Closed xushilin1 closed 8 months ago
LLaVA-Phi's training setup is different from ours in the following way:
Training scripts and descriptions are expected to come out this weekend, but if you have more questions or concerns, feel free to leave comment here (or email).🙂
Thank you for your response and the excellent open-source work. Could you please send me the pre-training and fine-tuning scripts for LLaVA-Phi under the base training recipe? You can reach me at xsl.cmd@gmail.com. Thanks.
I retrained TinyLlama and Phi-2 using the official LLaVA-1.5 pre-training and fine-tuning scripts, following the conversation mode you provided. However, I achieved TextVQA scores of only 42.8 for TinyLlama and 35.3 for Phi-2, which are lower than the scores of 45.8 and 51.4 reported in your paper.
What is the version of transformers
you used for training?
I retrained TinyLlama and Phi-2 using the official LLaVA-1.5 pre-training and fine-tuning scripts, following the conversation mode you provided. However, I achieved TextVQA scores of only 42.8 for TinyLlama and 35.3 for Phi-2, which are lower than the scores of 45.8 and 51.4 reported in your paper.
That is very odd.
We trained our model using transformers 4.37.2
. Make sure you are using our codebase for better reproducibility.

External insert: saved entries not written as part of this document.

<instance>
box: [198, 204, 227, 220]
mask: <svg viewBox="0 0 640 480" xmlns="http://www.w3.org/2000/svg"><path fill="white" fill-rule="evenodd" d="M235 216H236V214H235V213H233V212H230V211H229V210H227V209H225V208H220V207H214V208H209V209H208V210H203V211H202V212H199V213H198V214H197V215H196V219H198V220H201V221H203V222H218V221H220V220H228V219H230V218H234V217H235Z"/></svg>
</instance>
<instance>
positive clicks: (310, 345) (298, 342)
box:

Thank you for your response and the excellent open-source work. Could you please send me the pre-training and fine-tuning scripts for LLaVA-Phi under the base training recipe? You can reach me at xsl.cmd@gmail.com. Thanks.
I've emailed you the raw training scripts. Please let me know how it goes.
I obtained the TextVQA result of 51.4 as reported in your paper using the provided script. Thank you a lot. There are some different settings during pre-train and finetune resulting in a large performance drop (36.1 vs 51.4).
I don't understand why these three differences have such a big impact on the results. Have you ever encountered the same thing?
After experimental verification, using fp16 instead of bf16 has a significant impact on phi-2.
We observed simliar results using bf16. I think it's because phi-2's original weights are released in fp16, and converting them to bf16 will cause some unexpected behaviors under the vlm framework. For example, during pretraining, we observed that it was very hard for phi-2 to converge when using bf16.
@xushilin1 @baichuanzhou could you share the scripts? lucamedeiros@outlook.com
Hi, I observed that the results in Fig. 7(C) were obtained from training with the LLaVA dataset using the base recipe. However, these results are notably higher than those reported in this paper (https://arxiv.org/pdf/2401.02330.pdf), and I have been unable to replicate your findings.
I am curious if there are any differences between our approaches.